Stull v. State, 772 S.W.2d 449, 452 n.1 (Tex. Crim. App. 1989) (quoting Illinois v. Gates, 462 U.S. 213, 243 n.13, 103 S. Ct. 2317, 2335 n.13, 76 L. Ed. 2d 527 (1983)).

At the time Trooper Bangassar decided to arrest Brown, she knew that: (1) he was a passenger in a stolen truck; (2) he was from the state in which the truck was stolen; (3) the purported lessor of the truck was not among its occupants; (4) the rental agreement which evidenced that the truck was three days' overdue was in the front console area near where Brown was sitting; (5) the other occupants could not identify Brown other than to say that they knew him only by the name he had given the officer; and (6) Brown did not know his own social security number despite claiming to be gainfully employed. Because the name and birth date Brown gave her did not produce any results when checked, Bangassar also had reason to believe Brown had lied to her about his identification.

From this evidence, we conclude that Trooper Bangassar had sufficient probable cause to believe that Brown was a participant in the commission of the unauthorized use of the stolen U-Haul truck. Accordingly, we overrule his first issue.

VOLUNTARINESS

Brown argues in his second issue that the evidence is "insufficient" to establish that he intentionally or knowingly took the marihuana into the jail. He claims that he could not have taken the marihuana into the jail with the requisite culpability because he was handcuffed when he was escorted into the jail. Thus, he contends that he "had no control over the [marihuana]" and "had no opportunity to dispose of [it] prior to being taken inside the jail facility."

The State relies on Deputy Venable's testimony to establish that Brown did have an opportunity to turn over the marihuana during the interview process and before he was escorted into the secured area of the jail.
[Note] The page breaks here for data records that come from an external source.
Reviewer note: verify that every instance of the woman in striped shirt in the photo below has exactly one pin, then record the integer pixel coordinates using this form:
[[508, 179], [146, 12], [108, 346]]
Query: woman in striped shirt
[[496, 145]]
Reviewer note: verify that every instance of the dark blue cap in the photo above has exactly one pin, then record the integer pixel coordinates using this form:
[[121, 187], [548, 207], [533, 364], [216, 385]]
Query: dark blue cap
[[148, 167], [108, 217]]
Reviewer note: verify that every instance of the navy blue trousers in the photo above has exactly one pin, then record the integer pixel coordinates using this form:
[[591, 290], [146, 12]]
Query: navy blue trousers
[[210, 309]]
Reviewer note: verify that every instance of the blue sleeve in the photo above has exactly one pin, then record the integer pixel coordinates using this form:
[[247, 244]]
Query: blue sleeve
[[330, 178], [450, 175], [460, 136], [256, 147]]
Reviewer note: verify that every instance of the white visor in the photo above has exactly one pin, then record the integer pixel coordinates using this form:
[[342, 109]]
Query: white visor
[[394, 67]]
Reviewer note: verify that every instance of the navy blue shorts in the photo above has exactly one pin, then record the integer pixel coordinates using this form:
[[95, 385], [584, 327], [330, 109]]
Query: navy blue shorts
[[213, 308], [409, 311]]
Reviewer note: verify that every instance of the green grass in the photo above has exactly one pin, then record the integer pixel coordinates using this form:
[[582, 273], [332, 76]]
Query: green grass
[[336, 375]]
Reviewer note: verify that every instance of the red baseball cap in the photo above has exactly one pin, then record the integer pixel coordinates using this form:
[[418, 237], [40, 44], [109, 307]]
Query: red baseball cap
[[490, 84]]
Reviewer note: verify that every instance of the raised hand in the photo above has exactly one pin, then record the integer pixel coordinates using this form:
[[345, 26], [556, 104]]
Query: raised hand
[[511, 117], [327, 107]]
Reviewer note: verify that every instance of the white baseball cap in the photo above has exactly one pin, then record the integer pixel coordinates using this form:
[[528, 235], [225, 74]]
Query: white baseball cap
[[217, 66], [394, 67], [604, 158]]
The State also places weight on Brown's written stipulation that he was intentionally and knowingly possessing marihuana when he was "placed into custody." According to the State, this constitutes sufficient evidence to support the conviction.

Since the advent of the factual sufficiency analysis of Clewis in 1996, we have articulated several different approaches for construing a "sufficiency" complaint to determine whether it challenges the legal or factual sufficiency of the evidence (or both). In Hoffman v. State, we concluded that the appellant's sufficiency point constituted a factual sufficiency challenge because he requested reversal and remand in his discussion of the relief required in the event of a favorable ruling on that point.2 922 S.W.2d 663, 671 & n.6 (Tex. App.-Waco 1996, pet. ref'd). In Caldwell v. State, we observed that we would construe a general sufficiency challenge as a challenge to the legal sufficiency of the evidence. 943 S.W.2d 551, 552 (Tex. App.-Waco 1997, no pet.). More recently, we have noted that we look to the arguments made and the cases cited to construe a general sufficiency issue. See Purvis v. State, 4 S.W.3d 118, 120 (Tex. App.-Waco 1999, no pet.).
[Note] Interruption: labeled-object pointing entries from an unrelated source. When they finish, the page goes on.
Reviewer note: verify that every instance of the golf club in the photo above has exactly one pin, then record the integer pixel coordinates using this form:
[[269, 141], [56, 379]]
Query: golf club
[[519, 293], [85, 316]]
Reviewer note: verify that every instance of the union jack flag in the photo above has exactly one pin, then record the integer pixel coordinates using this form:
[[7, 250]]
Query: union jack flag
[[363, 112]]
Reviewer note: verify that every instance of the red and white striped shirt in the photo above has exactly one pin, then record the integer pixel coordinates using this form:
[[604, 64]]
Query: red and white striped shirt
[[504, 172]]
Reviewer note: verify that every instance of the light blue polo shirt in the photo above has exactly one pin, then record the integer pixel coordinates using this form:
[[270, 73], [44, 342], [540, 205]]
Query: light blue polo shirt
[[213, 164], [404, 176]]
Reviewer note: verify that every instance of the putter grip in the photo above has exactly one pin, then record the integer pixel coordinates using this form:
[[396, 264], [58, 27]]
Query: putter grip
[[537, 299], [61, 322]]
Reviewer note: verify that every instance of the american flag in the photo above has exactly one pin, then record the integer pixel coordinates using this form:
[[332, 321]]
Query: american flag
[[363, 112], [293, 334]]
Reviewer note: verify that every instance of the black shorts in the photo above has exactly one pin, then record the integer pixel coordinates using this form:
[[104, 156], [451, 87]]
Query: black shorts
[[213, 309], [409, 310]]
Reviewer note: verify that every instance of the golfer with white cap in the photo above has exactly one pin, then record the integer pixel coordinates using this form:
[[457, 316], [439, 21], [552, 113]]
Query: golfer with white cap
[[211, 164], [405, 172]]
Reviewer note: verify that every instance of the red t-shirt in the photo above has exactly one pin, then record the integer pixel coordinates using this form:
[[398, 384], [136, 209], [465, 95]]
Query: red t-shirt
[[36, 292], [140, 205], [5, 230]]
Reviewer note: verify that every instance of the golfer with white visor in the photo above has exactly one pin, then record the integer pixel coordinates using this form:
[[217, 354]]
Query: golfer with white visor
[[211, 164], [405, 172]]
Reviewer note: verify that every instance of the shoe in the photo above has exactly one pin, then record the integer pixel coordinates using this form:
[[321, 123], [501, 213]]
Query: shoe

As we have previously stated, counsel should clearly specify the type of sufficiency challenge being made and state the applicable standard of review. See Purvis, 4 S.W.3d at 119-20; Deckard v State, 953 S.W.2d 541, 543 n.3 (Tex. App.-Waco 1997, pet. ref'd). If counsel fails to do so, we may require re-briefing under Rule of Appellate Procedure 38.9. See Tex. R. App. P. 38.9. However, if we are satisfied that the briefing rules have not been flagrantly violated, we will construe the issue presented. Preferably, the argument and authorities presented in the brief will dictate whether an issue challenges the legal or factual sufficiency of the evidence or both. See Purvis, 4 S.W.3d at 120; Hoffman, 922 S.W.2d at 671 n.6. Otherwise, we will construe a general sufficiency challenge as a challenge to only the legal sufficiency of the evidence. See Caldwell, 943 S.W.2d at 552.
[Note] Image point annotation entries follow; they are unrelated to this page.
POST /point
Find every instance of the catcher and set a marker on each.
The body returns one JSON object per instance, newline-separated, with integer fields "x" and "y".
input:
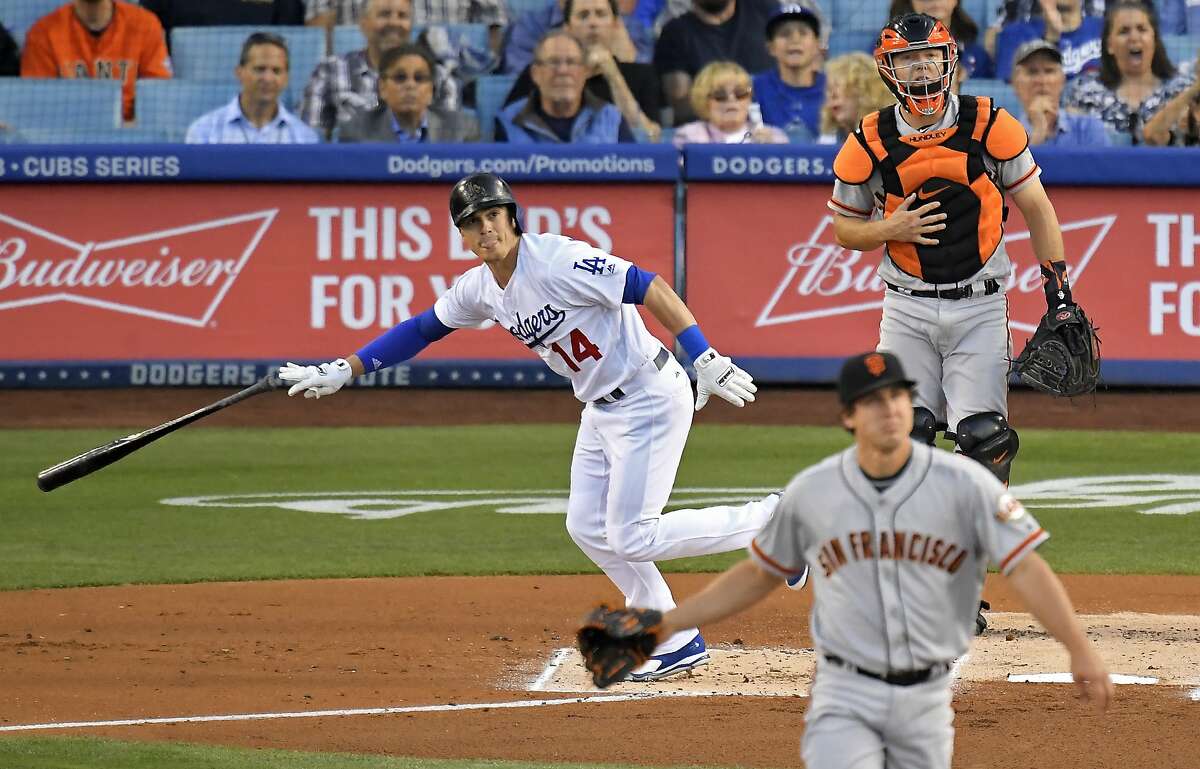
{"x": 899, "y": 536}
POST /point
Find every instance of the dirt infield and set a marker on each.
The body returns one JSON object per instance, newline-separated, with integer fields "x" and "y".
{"x": 265, "y": 648}
{"x": 459, "y": 653}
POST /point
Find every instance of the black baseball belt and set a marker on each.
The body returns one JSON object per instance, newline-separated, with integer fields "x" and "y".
{"x": 897, "y": 678}
{"x": 617, "y": 394}
{"x": 989, "y": 287}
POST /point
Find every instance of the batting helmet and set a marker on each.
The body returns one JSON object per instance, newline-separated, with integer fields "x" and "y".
{"x": 917, "y": 31}
{"x": 478, "y": 192}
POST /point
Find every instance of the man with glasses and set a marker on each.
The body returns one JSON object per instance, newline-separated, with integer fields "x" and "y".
{"x": 561, "y": 110}
{"x": 406, "y": 113}
{"x": 257, "y": 114}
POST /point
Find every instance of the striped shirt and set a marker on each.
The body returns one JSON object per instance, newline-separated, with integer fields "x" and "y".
{"x": 228, "y": 125}
{"x": 490, "y": 12}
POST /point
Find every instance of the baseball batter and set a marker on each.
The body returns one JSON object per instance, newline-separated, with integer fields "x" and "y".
{"x": 899, "y": 536}
{"x": 575, "y": 306}
{"x": 927, "y": 180}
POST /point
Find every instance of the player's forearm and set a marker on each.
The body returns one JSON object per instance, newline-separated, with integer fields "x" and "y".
{"x": 737, "y": 589}
{"x": 861, "y": 234}
{"x": 666, "y": 307}
{"x": 1043, "y": 222}
{"x": 1043, "y": 594}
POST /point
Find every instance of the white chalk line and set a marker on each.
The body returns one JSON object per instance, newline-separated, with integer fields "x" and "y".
{"x": 357, "y": 712}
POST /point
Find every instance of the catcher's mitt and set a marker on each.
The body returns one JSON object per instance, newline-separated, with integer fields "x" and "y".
{"x": 1063, "y": 354}
{"x": 613, "y": 642}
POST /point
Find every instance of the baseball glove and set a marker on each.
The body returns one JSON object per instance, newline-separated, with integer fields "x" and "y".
{"x": 615, "y": 642}
{"x": 1063, "y": 354}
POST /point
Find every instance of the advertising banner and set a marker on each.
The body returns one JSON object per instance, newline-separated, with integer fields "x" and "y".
{"x": 772, "y": 284}
{"x": 268, "y": 271}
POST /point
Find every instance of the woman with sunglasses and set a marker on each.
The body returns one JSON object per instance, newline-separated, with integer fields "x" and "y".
{"x": 721, "y": 96}
{"x": 405, "y": 113}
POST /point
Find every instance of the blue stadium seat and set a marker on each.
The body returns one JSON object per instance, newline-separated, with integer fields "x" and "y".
{"x": 1001, "y": 92}
{"x": 348, "y": 37}
{"x": 1181, "y": 48}
{"x": 209, "y": 54}
{"x": 490, "y": 94}
{"x": 171, "y": 106}
{"x": 83, "y": 104}
{"x": 850, "y": 41}
{"x": 18, "y": 16}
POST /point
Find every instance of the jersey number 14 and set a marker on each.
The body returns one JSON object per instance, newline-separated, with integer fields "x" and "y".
{"x": 581, "y": 347}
In this case, Brown does not specify whether he is challenging the legal or factual sufficiency of the evidence on this issue. Nevertheless, he cites Gonzales v. State as supporting authority. 638 S.W.2d 41 (Tex. App.-Houston [1st Dist.] 1982, pet. ref'd). Gonzales is a legal sufficiency case. See id. at 43. Accordingly, we construe Brown's second issue as a challenge to the legal sufficiency of the evidence. See Purvis, 4 S.W.3d at 120.